The report noted that Jonathan Evans, director general of MI5, had told the Committee that he was concerned about the levels of IT skills, and that "some of the staff perhaps aren't quite the ones that we will want for the future".
The Committee also heard from Iain Lobban, director of GCHQ, who said that growing demand for the services of the Communications-Electronics Security Group (CESG) had led to a funding shortfall of several million pounds.
"I believe there is a strong argument that, as government becomes more and more dependent on IT, we need to consider what proportion of government IT spend should be going towards making the systems secure and resilient," Lobban said in the report.
"I have been recommending to the cabinet secretary that we should stop charging government departments for CESG services with effect from April this year, and if not from April this year, April next year."

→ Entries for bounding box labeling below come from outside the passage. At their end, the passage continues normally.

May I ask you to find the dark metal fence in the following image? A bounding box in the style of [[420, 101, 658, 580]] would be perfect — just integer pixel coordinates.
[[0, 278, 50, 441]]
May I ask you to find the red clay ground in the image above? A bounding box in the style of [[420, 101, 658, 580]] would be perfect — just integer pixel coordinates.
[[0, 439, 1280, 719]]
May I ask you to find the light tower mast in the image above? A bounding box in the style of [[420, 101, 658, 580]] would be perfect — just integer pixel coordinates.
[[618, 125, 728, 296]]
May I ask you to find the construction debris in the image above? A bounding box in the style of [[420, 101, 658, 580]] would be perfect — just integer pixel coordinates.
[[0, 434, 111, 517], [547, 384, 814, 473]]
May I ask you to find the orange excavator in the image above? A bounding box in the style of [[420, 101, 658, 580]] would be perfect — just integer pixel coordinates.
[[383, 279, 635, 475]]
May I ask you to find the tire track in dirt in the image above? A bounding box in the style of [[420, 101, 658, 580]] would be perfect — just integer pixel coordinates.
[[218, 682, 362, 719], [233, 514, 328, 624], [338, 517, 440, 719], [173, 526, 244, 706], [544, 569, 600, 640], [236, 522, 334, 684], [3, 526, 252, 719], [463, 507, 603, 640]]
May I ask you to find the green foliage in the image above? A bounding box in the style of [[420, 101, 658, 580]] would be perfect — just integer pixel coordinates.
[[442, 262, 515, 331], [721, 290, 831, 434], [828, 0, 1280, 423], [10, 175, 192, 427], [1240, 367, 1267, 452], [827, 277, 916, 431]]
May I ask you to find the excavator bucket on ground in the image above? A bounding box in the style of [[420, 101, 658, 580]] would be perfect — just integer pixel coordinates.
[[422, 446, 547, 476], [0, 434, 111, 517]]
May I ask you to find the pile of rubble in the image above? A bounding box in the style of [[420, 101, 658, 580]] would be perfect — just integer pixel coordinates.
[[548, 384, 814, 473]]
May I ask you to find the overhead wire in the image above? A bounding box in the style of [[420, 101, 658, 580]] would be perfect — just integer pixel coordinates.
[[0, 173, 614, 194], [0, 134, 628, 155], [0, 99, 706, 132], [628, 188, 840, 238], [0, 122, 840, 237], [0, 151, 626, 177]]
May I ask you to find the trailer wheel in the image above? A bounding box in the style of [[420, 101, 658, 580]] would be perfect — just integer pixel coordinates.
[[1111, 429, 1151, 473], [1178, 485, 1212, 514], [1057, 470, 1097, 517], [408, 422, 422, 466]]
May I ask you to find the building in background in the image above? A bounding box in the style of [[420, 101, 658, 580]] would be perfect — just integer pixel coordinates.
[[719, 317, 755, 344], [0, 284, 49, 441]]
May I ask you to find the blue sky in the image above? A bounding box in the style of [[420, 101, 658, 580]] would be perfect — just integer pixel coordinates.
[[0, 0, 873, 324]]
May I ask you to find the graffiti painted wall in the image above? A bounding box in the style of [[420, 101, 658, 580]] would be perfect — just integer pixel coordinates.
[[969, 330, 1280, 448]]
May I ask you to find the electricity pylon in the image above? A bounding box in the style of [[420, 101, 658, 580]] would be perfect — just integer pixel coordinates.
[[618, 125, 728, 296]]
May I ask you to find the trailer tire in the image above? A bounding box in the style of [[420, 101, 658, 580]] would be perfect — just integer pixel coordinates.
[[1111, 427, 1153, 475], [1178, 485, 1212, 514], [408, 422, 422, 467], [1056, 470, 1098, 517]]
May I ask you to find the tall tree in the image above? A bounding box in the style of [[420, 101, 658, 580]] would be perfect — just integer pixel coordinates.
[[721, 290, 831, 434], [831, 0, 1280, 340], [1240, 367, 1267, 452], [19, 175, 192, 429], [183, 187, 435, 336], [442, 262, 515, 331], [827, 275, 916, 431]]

The report also touched on the construction of a bespoke datacentre for MI5 and the Secret Intelligence Service which is being jointly funded by the two bodies. The cost of the project was not revealed.
GCHQ is not taking part in the project as it does not have the funding to participate, and has said that it does not believe the project would meet its requirements.
"It does not offer sufficient space for our requirements or indeed a resilient solution. It is effectively just another datacentre," GCHQ said in the report.